The converter schematic is attached below. Both the VCC and the V_in are coming from a USB 5V supply. The PWM is supplied by an MCU.

I think it has something to do with the load, since it's just a plain resistor, and I = V/R, so the load essentially dictates the current coming out of the converter. I get that the buck converter is useful because the output voltage will always be duty_cycle*V_in, regardless of the load (within reason), but I feel like either I made a mistake in the design for the efficiency to be so low, or there's just something fundamental that I'm missing.

LTspice simulations match what I'm getting for results, as well, which makes me think I'm just not getting something. Apologies if it's something blatantly obvious that I'm missing.
Benta:
At only 4.6 mA out, the current used to just keep the circuit running is a large part of the input current. The efficiencies look OK to me. Try with a smaller load resistor and see what happens.
cbc02009:

--- Quote from: Benta on July 22, 2018, 02:15:40 pm ---At only 4.6 mA out, the current used to just keep the circuit running is a large part of the input current. The efficiencies look OK to me. Try with a smaller load resistor and see what happens.

--- End quote ---

Thank you, I reduced the load to 10ohms and the results are much closer to what I expected them to be.I definitely need a better power supply though, because you can see the voltage gets dragged down a lot with the increasing duty cycle.

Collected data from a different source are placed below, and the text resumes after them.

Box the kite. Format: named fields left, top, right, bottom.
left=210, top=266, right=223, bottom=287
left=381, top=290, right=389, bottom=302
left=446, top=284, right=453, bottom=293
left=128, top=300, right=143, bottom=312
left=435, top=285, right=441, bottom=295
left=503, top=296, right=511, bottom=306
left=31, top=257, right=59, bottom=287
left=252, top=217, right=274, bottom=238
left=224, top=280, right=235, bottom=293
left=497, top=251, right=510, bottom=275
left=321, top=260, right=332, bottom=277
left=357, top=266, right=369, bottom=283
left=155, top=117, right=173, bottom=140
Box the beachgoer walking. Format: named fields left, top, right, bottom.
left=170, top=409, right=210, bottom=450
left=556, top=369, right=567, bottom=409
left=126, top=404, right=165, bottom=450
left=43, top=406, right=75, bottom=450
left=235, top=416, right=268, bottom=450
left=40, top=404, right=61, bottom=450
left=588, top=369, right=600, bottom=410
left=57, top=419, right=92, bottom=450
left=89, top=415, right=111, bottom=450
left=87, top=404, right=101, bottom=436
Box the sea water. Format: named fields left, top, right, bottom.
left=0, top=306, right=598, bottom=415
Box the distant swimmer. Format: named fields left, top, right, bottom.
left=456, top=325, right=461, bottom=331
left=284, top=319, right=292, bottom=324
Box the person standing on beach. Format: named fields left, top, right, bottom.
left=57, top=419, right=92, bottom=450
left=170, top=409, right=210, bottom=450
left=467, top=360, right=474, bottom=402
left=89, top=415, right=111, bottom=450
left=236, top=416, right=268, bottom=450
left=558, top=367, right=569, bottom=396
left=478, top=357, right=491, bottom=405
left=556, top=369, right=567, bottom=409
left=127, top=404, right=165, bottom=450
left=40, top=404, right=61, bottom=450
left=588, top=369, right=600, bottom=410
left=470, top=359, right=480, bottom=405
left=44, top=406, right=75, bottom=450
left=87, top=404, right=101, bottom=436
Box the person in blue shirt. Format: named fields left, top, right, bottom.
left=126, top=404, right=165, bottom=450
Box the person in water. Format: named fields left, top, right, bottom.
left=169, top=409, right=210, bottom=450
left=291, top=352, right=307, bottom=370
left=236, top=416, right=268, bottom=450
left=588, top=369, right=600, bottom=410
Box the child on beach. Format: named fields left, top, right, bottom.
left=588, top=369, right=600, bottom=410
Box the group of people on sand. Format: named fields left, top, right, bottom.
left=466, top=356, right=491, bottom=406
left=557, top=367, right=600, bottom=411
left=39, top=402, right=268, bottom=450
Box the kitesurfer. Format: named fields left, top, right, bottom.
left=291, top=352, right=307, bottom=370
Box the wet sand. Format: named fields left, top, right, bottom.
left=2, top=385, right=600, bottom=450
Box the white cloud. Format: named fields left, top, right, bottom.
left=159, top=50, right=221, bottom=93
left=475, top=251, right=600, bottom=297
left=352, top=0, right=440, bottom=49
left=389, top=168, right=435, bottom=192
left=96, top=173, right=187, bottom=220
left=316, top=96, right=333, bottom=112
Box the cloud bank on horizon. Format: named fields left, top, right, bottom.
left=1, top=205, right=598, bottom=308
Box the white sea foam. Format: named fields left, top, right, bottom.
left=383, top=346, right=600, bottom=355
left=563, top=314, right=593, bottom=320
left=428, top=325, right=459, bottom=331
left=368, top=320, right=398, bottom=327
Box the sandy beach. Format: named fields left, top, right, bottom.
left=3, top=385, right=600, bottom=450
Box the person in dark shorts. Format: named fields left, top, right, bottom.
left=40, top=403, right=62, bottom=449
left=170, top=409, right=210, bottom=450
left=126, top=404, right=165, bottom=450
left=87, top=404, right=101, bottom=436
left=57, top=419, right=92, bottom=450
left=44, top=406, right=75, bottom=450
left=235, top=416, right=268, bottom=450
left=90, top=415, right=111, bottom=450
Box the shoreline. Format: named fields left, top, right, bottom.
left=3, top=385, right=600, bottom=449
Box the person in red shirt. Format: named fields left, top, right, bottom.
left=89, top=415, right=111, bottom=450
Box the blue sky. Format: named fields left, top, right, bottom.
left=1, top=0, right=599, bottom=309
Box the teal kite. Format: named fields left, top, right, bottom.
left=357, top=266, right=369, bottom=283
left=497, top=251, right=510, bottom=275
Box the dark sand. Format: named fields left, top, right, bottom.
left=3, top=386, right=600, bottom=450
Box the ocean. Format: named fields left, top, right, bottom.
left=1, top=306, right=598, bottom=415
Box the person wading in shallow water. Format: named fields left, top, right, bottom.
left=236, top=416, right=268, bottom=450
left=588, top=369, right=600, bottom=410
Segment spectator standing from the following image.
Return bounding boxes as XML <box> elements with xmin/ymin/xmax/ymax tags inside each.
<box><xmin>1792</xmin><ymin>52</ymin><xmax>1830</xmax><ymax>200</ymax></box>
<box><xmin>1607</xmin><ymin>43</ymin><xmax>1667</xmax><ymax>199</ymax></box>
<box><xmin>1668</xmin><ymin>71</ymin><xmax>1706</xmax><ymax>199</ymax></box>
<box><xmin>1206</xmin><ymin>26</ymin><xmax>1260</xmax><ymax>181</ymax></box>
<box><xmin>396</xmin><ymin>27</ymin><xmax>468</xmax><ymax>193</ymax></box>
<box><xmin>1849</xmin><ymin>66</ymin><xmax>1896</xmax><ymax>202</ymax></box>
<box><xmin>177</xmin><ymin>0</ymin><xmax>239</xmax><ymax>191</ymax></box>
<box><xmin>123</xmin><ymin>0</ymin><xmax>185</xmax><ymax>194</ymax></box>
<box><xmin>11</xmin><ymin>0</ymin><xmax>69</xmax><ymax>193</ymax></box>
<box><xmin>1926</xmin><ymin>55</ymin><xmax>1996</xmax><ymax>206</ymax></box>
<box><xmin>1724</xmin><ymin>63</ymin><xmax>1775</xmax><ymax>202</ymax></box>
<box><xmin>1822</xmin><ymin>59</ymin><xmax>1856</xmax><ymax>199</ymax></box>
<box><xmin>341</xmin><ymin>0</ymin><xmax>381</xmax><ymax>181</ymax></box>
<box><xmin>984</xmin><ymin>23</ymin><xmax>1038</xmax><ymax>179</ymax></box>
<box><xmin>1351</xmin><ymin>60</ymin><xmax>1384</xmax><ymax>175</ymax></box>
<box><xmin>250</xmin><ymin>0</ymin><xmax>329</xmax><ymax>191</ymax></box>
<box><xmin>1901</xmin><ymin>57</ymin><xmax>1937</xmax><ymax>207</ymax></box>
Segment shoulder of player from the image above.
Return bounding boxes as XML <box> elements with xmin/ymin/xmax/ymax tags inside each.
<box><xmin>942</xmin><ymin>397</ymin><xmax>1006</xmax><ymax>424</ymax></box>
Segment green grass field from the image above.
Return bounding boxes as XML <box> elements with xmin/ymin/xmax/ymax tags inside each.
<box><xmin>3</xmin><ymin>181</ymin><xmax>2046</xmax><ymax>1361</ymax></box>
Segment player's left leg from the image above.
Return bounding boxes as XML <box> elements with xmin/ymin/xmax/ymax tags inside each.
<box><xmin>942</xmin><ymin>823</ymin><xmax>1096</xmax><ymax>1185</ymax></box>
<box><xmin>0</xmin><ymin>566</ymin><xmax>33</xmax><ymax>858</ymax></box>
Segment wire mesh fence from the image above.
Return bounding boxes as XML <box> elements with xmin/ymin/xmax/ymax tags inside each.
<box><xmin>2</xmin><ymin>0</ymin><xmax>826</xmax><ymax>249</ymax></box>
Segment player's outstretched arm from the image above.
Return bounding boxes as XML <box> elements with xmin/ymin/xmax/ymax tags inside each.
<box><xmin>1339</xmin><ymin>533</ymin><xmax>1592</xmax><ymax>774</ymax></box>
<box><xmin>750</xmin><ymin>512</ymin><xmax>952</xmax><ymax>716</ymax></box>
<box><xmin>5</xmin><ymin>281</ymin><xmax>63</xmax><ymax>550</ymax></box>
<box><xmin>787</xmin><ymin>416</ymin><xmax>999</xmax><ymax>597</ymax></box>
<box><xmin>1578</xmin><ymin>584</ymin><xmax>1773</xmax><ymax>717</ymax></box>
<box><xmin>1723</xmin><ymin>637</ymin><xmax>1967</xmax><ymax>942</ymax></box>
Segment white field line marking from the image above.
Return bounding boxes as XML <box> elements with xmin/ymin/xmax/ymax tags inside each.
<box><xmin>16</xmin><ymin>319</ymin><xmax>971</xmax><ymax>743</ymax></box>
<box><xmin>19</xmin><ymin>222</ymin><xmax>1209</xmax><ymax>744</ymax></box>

So why does the reduced load make so much difference? is it because it's closer to the internal resistance of the converter? Or is it something else?
Benta:
It's simply because the IC and MOSFET gates need power independent of the output current. If you remove the load resistor, your efficiency would drop to zero, but the circuit would still consume power.

cbc02009:

--- Quote from: Benta on July 22, 2018, 06:18:41 pm ---It's simply because the IC and MOSFET gates need power independent of the output current. If you remove the load resistor, your efficiency would drop to zero, but the circuit would still consume power.

--- End quote ---

Sorry, I should have clarified, I'm only measuring the current going into V_in in both tests, not the current going into the chip.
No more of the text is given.